La pregunta es por qué, de todas las señales que México pudo haber enviado utilizando sus minerales preciosos, decidió enviar solo una que significaba sumisión total y nos dejó con menos poder que antes para negociar con Trump. En este caso no hubo respuesta.

La tercera razón que dan los negociadores en primer lugar es porque piensan que el dolor de corto plazo en Estados Unidos causará un gran dolor en la economía mexicana. Esto puede ser cierto, pero puede resultar beneficioso.

El teórico de las señales Diego Gambetta ha descubierto que cuando dos personas con poder ilimitado se encuentran, la única manera que tiene el joven de permanecer con el poderoso es enviar señales de que está dispuesto a tomar decisiones irracionales para evitar una subyugación a largo plazo.
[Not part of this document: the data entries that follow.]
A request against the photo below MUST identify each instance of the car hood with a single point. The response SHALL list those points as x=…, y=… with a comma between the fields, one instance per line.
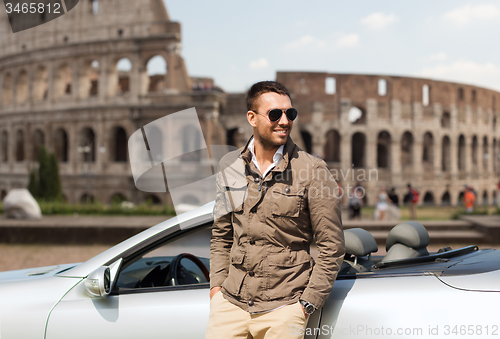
x=34, y=273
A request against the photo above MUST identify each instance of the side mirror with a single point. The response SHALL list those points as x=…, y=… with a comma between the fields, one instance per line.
x=98, y=283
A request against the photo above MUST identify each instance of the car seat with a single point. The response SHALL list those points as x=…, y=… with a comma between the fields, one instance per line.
x=406, y=240
x=359, y=245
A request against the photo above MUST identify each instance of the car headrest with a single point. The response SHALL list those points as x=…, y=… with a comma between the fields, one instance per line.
x=359, y=242
x=410, y=233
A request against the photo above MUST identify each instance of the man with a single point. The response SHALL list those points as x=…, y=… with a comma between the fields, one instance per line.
x=262, y=279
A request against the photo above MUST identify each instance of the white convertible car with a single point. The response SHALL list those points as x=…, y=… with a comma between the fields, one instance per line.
x=155, y=285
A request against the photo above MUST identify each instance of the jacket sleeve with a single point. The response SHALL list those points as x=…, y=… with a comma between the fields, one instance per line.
x=222, y=236
x=326, y=223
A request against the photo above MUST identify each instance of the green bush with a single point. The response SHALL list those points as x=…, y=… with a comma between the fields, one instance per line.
x=96, y=208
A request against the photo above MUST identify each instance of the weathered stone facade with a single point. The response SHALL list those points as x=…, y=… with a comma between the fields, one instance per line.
x=60, y=87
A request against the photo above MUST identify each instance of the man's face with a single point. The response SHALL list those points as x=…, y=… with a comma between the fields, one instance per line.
x=269, y=133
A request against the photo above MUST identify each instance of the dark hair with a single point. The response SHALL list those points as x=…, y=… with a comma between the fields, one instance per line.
x=262, y=87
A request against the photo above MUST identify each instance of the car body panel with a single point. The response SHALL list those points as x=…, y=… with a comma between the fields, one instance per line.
x=171, y=313
x=368, y=308
x=26, y=304
x=183, y=222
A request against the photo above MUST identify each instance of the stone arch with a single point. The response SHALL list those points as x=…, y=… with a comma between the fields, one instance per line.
x=155, y=142
x=461, y=153
x=4, y=146
x=118, y=145
x=384, y=150
x=86, y=145
x=38, y=142
x=20, y=156
x=120, y=77
x=474, y=152
x=41, y=84
x=22, y=87
x=494, y=157
x=89, y=79
x=407, y=149
x=63, y=81
x=61, y=145
x=156, y=70
x=357, y=115
x=485, y=153
x=332, y=146
x=8, y=86
x=358, y=146
x=446, y=199
x=461, y=197
x=446, y=120
x=445, y=154
x=307, y=139
x=428, y=199
x=191, y=143
x=428, y=150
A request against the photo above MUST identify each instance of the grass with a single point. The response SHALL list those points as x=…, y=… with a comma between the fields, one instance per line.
x=423, y=212
x=435, y=212
x=63, y=208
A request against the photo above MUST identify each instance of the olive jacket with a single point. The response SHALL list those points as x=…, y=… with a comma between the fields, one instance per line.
x=263, y=229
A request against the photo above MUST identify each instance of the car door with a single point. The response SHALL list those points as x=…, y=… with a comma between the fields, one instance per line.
x=138, y=307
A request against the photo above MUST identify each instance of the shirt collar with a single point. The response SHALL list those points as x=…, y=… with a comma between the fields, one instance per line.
x=276, y=157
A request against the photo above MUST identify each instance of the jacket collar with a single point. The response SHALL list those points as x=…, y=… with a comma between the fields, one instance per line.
x=280, y=167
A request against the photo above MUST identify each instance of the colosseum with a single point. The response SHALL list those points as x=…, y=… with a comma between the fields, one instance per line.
x=81, y=86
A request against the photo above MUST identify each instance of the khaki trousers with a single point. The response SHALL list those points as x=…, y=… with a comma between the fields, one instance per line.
x=229, y=321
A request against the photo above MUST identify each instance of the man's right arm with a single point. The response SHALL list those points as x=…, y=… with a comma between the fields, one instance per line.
x=222, y=239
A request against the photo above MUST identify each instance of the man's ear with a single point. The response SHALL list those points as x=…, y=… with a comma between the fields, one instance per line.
x=251, y=116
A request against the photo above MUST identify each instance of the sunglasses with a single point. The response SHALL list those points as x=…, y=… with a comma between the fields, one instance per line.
x=276, y=113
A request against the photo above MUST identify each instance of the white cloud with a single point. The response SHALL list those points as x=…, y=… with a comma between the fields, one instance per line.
x=260, y=63
x=469, y=72
x=465, y=15
x=437, y=57
x=348, y=40
x=306, y=41
x=379, y=20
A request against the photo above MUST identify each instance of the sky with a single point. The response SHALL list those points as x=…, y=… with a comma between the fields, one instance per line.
x=240, y=42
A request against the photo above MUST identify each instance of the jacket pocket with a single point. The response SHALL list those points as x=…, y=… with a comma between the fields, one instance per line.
x=286, y=201
x=288, y=274
x=236, y=273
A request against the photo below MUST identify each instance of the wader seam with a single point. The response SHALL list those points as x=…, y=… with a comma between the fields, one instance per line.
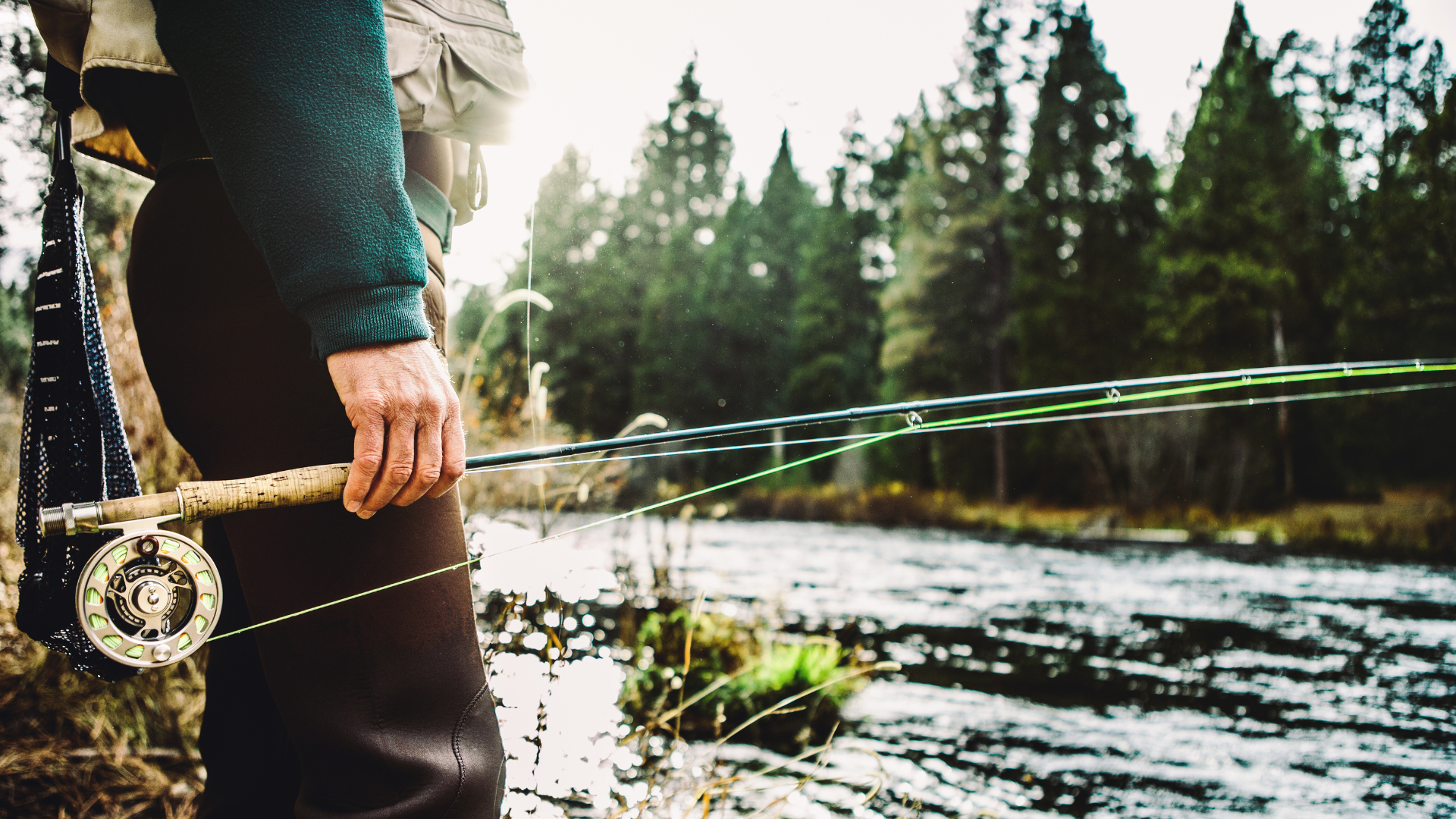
x=455, y=741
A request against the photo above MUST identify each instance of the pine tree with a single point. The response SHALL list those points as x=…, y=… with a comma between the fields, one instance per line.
x=783, y=224
x=1247, y=219
x=836, y=309
x=1085, y=223
x=836, y=312
x=946, y=312
x=670, y=215
x=588, y=337
x=1247, y=260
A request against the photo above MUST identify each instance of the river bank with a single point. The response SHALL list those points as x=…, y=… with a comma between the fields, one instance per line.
x=1411, y=523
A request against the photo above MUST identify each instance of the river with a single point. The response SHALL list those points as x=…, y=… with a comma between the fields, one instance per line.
x=1097, y=681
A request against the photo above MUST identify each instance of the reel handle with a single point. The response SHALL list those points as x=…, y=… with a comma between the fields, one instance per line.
x=199, y=500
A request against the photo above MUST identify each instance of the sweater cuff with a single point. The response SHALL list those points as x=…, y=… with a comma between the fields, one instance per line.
x=373, y=315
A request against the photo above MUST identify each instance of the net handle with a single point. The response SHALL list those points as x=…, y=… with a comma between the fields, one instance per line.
x=199, y=500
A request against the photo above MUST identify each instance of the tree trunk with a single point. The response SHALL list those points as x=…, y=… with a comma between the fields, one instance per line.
x=1282, y=359
x=998, y=264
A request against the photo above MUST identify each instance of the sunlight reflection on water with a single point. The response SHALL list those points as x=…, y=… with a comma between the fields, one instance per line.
x=1136, y=681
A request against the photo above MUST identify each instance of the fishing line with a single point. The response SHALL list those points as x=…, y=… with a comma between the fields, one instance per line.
x=929, y=406
x=990, y=425
x=1044, y=413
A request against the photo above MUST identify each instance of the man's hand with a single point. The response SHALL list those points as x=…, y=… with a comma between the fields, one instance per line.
x=408, y=441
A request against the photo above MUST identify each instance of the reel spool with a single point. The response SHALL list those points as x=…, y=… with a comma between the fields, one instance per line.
x=149, y=598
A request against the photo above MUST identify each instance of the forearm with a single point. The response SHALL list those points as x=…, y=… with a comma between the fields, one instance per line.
x=296, y=105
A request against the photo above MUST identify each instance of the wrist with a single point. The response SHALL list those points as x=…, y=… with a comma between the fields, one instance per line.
x=363, y=316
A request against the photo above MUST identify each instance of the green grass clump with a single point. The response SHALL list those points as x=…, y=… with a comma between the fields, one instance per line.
x=736, y=670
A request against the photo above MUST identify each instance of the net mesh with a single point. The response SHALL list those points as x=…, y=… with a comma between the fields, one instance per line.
x=73, y=447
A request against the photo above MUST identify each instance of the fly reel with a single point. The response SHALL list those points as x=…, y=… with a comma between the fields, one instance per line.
x=149, y=598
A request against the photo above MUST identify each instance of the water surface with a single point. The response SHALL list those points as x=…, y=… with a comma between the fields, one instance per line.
x=1130, y=681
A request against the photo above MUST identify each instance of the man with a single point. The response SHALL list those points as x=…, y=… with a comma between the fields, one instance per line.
x=280, y=284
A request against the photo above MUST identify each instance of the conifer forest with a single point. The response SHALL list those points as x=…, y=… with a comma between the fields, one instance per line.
x=1302, y=215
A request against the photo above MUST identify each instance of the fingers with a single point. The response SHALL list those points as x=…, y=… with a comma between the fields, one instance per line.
x=408, y=439
x=452, y=438
x=427, y=463
x=369, y=455
x=398, y=468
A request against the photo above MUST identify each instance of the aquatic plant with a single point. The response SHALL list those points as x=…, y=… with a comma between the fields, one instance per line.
x=739, y=670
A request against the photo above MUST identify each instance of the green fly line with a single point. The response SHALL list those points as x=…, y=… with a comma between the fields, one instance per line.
x=918, y=426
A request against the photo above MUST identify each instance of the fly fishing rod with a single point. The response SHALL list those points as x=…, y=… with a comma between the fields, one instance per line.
x=150, y=596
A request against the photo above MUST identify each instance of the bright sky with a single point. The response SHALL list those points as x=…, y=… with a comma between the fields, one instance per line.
x=604, y=71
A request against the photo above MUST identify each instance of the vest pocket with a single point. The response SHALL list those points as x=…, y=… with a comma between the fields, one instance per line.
x=456, y=66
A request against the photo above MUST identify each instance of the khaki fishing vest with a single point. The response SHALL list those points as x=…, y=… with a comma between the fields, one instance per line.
x=456, y=66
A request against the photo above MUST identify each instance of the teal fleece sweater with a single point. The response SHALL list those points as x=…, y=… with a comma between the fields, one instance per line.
x=296, y=105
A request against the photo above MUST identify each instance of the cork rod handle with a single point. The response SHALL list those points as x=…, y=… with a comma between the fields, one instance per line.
x=199, y=500
x=293, y=487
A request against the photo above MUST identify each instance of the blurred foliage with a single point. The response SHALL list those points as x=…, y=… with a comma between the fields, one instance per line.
x=1299, y=218
x=745, y=670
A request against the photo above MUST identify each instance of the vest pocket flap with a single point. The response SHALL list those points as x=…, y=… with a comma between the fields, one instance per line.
x=408, y=46
x=491, y=55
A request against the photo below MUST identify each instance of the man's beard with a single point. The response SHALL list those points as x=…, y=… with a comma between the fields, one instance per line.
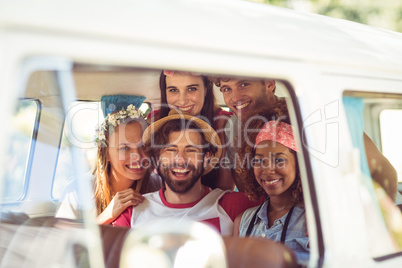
x=184, y=186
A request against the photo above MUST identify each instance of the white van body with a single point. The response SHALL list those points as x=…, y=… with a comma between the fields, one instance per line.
x=315, y=57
Por ejemplo, los reclusos no combatientes pueden amenazar con cortarse el dedo si son agredidos por reclusos más grandes y así atraer la atención de los guardias para herir al agresor. Cortarse es algo extremo que afecta a los demás y a él mismo, pero envía una señal clara de que no se tolerarán las palizas y que deja al joven prisionero a salvo.

La forma más rápida de doblegar al gigante estadounidense es concienciar a los mercados de que, sin México, la economía estadounidense puede reducir su competitividad. Esto puede requerir algunas acciones a corto plazo, pero a largo plazo conducirá a mejores relaciones entre Estados Unidos y México.

Ahora es el momento de vivir con la historia. Siempre ha habido reyes locos.

Cada imperio tuvo líderes cuyas decisiones equivocadas o sesgadas ayudaron a derribarlo. También estuvo Calígula, quien hizo muchas locuras que realmente arruinaron la corte romana. O Jerjes, que provocó el desastre que destruyó Grecia y marcó el fin del largo período persa. Hay muchos más.

El denominador común de todos los reyes locos y Trump es el mismo: tanto egoísmo que demuestra su racionalidad.

México actualmente está luchando de manera diferente. Un orgullo sucio, un pequeño regalo, para que no podamos comprender nuestro verdadero peso.